Romney Says He Won’t Cut Taxes on High-Income Earners
Mitt Romney, the Republican presidential nominee, said he’ll reduce the number of deductions and exemptions for high-income taxpayers, while declining to say which ones he would get rid of as part of his plan.
Romney said he wants to bring down the tax rates while maintaining the revenues that the government collects. The goal, he said, is to not lower taxes on high income earners while lowering taxes for middle income earners by doing away with the taxes they would have to pay on interest, dividends and capital gains.
“People at the high end, high income taxpayers, are going to have fewer deductions and exemptions. Those numbers are going to come down. Otherwise they’d get a tax break,” Romney said on “Meet the Press” airing on NBC today. “And I want to make sure people understand, despite what the Democrats said at their convention, I am not reducing taxes on high income taxpayers.”
He said that he wouldn’t raise taxes on middle-income earners to reduce the nation’s deficit.
“My tax policy is designed to find a way to encourage more hiring in this country,” Romney said. “We encourage small business, because small business is able to keep more of what it makes and therefore hire more people, which is my priority.”

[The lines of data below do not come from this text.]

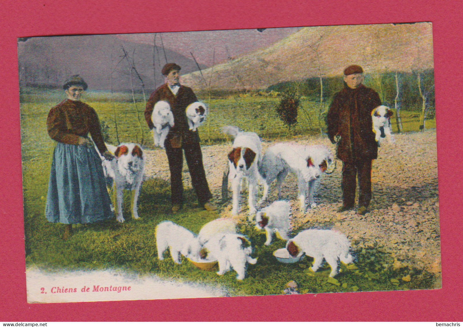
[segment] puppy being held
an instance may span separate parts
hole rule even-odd
[[[379,145],[381,139],[386,138],[388,141],[394,143],[394,137],[392,135],[392,128],[391,125],[391,117],[394,113],[388,107],[379,106],[375,108],[371,112],[371,118],[373,121],[373,131],[375,132],[375,139]]]
[[[215,258],[219,262],[217,275],[222,275],[233,269],[242,280],[246,275],[246,264],[255,264],[257,258],[251,257],[252,248],[249,240],[237,234],[216,234],[204,244],[201,259]]]
[[[125,221],[122,215],[123,191],[131,191],[130,210],[132,218],[138,219],[138,199],[143,182],[146,160],[141,146],[134,143],[122,143],[118,147],[106,144],[108,150],[114,155],[111,161],[100,156],[106,185],[113,203],[115,195],[116,218],[119,223]],[[114,190],[115,190],[115,194]]]
[[[287,201],[275,201],[257,212],[256,215],[256,227],[265,230],[267,240],[264,244],[270,244],[272,237],[276,231],[278,232],[283,239],[288,239],[290,214],[291,206]]]
[[[166,220],[156,226],[156,247],[160,260],[164,259],[163,254],[169,248],[174,262],[180,264],[181,263],[181,254],[193,259],[199,257],[201,244],[192,232]]]
[[[189,104],[185,111],[188,118],[188,126],[190,130],[194,132],[204,123],[206,116],[209,114],[209,110],[202,102],[197,101]]]
[[[154,105],[151,120],[153,128],[154,145],[164,148],[164,142],[171,127],[174,127],[174,115],[170,110],[170,105],[167,101],[158,101]]]
[[[350,243],[344,234],[335,231],[308,229],[300,232],[288,240],[286,250],[294,257],[301,252],[313,258],[314,272],[321,266],[325,259],[331,267],[330,277],[338,274],[338,261],[347,264],[353,258],[349,253]]]

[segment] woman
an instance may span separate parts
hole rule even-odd
[[[63,86],[67,99],[50,110],[48,135],[56,141],[48,185],[45,217],[51,223],[64,224],[63,238],[70,235],[73,224],[100,221],[113,217],[100,153],[113,156],[105,145],[94,109],[81,102],[87,84],[74,75]]]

Lanhee Chen, Romney’s domestic policy adviser, said Romney doesn’t want to cut homeownership and health-care tax breaks, especially for middle-income people.
“This silly idea that, I’ve got to tell you exactly -- I’m going to presume and presuppose these are the things that we’re going to curb and these are the things we’re going to change --I think, represents an unrealistic view of how this works,” Chen said.
Romney said it was a “big mistake” for Republican leaders in Congress to back automatic cuts of $1.2 trillion during negotiations last year to raise the U.S. debt limit. The automatic cuts, known as sequestration, are required by the 2011 agreement to raise the U.S. debt limit and were designed to require Congress to find other deficit-reduction proposals to replace them. Lawmakers so far haven’t agreed on such a plan. About half of the automatic cuts come from defense spending.
Paul Ryan, Romney’s running mate, voted for the automatic cuts while trying to undo them this year. The Republican-led House in May passed a bill to avert the $500 billion in defense cuts.
Romney said that he wants to maintain defense spending at the current level of the gross domestic product which is about 3.5 percent.
“I don’t want to keep bringing it down as the president’s doing,” Romney said on the program.
The Republican nominee said he would balance the budget by the end of his second term as president. Doing so in the first term, would cause a “dramatic impact on the economy. Too dramatic.”
“We’ve put together a plan that lays out how we get to a balanced budget within eight to 10 years,” Romney said.
Romney indicated that he may be satisfied with being a one- term president. “If I can get this country back on track again, I’d be satisfied with anything.”